I do not say this to sound my own horn, but to illustrate a point. Many would say that this is worthy and commendable. But I do not remember hearing it. After many disciplinary episodes, I made the decision, despite my consistently negative feelings, to work towards the top. The reward I got for my effort was not praise, but neglect. And I still heard about the need for ‘stick-tuitiveness’ now and then. This is not intended to be a personal expose, but a personal illustration. My efforts were not motivated by fear; my personal choice to excel academically was born out of a desire for recognition and acceptance: I wanted to REACH something, not AVOID depression and delinquency. I was positively motivated; and still I heard ominous reminders about that ‘stick-tuitiveness’. Many years later, I realized that what I heard was borne out of the expectation that I would eventually -have to- become like those guiding me; that I would -have to- get a job and run the rat race, that I would -have to- (insert cultural paradigm), because that’s what everybody else in the family did, because ‘that’s just the way it is’, ‘that’s just what you gotta do’. To those counseling me, ‘stick-tuitiveness’ meant doing what was expected by peers or society, no matter how unappealing or unnatural it might seem.
Horse manure.
The main benefit of survival thinking is that it forces you to take action. The main drawback of survival thinking is that it forces you to take action at the expense of imagination and creativity. The proliferation of employeeship has affected the West in many ways, not the least of which is that it has reinforced survival mentality by proscribing fixed ‘slots’ or niches of opportunity within a defined structure. This initially placates both the lizard-brain and the imagination (more technically, the amygdala and the Pre-Frontal Cortex), and may even stimulate the latter; but as time goes on, when the burdens of life weigh more and more heavily on a fixed opportunity, the lizard-brain starts to speak again, exerting the pressure to act; and we tend to act within the system, without much creativity or ingenuity, without looking for alternatives to the situation of being someone else’s paid servant.
To tie it all together: My interest in Dave’s two terms is in understanding why the majority of people don’t ‘see’ entrepreneurship as an alternative, and why most who do don’t put in the effort to make it work: They’re seeking to survive, not succeed; they’re dreading failure, not dreaming of winning. The Fifth Law of Decline, the Law of Inertia (or the ‘doom loop’, as Jim Collins called it), is what pushes people into survival thinking and away from entrepreneurial thinking. This is not the only reason for the slim success rate of entrepreneurs, but I think it is an important one. What tends to not be understood is that fighting inertia and natural inclinations isn’t important only for the moment, but over the long haul as well; that’s what ‘stick-tuitiveness’ REALLY means.
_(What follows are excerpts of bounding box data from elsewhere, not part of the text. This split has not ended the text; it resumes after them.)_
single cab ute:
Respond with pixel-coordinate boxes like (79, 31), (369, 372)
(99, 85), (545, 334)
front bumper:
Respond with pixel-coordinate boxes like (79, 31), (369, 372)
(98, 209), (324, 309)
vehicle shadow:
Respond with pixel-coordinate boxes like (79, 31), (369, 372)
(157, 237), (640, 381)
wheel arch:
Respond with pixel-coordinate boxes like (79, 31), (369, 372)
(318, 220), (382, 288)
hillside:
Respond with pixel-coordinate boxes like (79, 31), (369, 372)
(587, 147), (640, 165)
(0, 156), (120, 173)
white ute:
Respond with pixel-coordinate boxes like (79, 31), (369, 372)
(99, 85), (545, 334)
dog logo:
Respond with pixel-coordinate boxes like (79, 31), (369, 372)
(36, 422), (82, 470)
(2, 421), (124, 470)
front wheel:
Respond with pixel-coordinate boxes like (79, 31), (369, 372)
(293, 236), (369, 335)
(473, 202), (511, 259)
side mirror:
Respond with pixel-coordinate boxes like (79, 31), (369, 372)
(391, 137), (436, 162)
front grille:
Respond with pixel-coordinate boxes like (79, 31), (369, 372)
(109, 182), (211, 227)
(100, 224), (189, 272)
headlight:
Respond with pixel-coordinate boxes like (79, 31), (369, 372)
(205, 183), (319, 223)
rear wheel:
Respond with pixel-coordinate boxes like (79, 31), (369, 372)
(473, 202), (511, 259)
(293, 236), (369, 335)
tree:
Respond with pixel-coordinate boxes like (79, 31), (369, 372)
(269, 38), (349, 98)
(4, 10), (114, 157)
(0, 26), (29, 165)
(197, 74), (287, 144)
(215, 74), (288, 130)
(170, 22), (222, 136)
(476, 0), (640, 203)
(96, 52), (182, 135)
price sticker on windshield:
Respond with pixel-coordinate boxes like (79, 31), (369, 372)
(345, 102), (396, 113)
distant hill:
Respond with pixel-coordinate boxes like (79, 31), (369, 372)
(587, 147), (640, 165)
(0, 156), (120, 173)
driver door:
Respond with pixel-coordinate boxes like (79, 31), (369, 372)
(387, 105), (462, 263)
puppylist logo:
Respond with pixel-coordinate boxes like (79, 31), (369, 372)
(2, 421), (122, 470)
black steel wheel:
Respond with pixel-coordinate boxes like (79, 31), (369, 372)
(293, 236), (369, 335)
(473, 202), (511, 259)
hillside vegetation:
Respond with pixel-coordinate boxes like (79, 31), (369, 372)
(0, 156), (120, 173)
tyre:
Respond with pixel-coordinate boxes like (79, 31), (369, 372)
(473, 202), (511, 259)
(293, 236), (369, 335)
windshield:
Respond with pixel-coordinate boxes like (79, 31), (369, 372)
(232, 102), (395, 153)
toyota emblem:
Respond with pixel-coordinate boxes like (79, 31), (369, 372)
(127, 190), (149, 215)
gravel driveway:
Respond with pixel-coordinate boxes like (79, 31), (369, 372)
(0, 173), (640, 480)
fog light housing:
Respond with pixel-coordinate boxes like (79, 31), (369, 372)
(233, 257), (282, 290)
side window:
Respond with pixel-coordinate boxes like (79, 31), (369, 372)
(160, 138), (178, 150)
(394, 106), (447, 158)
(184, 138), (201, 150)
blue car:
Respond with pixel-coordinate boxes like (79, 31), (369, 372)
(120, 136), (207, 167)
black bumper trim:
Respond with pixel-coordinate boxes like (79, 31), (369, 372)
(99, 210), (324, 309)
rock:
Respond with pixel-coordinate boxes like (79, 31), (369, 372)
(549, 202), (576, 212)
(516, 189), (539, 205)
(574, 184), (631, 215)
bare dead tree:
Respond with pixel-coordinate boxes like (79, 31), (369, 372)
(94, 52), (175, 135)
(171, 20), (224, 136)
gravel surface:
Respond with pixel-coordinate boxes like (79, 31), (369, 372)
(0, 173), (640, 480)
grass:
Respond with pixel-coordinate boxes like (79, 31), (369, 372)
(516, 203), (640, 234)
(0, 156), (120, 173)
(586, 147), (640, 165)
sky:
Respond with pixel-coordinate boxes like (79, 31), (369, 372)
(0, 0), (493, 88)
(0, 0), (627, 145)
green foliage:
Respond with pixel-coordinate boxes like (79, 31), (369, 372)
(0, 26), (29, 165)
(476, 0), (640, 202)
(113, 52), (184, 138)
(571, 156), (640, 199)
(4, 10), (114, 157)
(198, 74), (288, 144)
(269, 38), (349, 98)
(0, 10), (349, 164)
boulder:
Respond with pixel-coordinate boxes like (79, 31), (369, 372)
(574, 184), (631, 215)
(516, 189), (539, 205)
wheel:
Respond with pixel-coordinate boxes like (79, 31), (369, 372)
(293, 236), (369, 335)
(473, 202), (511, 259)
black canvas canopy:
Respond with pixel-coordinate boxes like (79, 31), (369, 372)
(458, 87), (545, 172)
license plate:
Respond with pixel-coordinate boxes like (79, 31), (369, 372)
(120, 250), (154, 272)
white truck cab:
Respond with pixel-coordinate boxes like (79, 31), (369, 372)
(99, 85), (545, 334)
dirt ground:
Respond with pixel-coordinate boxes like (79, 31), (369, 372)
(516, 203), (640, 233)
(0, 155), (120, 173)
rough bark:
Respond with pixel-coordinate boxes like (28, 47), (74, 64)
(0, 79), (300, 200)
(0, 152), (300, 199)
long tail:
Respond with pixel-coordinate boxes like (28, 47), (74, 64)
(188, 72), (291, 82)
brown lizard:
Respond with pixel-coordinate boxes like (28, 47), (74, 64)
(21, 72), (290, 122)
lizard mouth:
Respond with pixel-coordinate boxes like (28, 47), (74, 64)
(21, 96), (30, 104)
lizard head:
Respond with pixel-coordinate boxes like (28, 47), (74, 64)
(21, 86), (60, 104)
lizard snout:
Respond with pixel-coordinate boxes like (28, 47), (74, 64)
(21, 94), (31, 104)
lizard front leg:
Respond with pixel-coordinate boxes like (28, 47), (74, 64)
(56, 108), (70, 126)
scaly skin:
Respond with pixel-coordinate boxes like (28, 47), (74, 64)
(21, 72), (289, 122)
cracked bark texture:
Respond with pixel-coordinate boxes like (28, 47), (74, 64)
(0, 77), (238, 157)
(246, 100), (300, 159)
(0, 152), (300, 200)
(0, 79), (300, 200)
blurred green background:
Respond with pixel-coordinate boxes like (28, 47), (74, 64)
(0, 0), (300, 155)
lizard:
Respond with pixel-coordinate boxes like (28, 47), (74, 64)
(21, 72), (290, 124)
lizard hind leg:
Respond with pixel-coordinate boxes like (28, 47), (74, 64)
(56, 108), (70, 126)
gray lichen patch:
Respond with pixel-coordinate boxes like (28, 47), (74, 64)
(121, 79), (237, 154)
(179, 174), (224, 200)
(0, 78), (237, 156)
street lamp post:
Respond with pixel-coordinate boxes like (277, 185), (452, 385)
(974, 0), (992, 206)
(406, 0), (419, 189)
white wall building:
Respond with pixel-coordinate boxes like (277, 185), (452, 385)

Reposted at http://huntingtarg.wordpress.com/2014/08/04/the-real-struggle/
@Dave Charbonneau: “(The argument can then be made that working in a given segment IS the entrepreneurial enterprise, not the ideas or businesses that are passing through the process. This would be correct, of course. But the article’s description appeared to ward off one’s focusing on segments in general — or, at least, starting multiple businesses).”
Well said! I totally agree with this. Good clarification!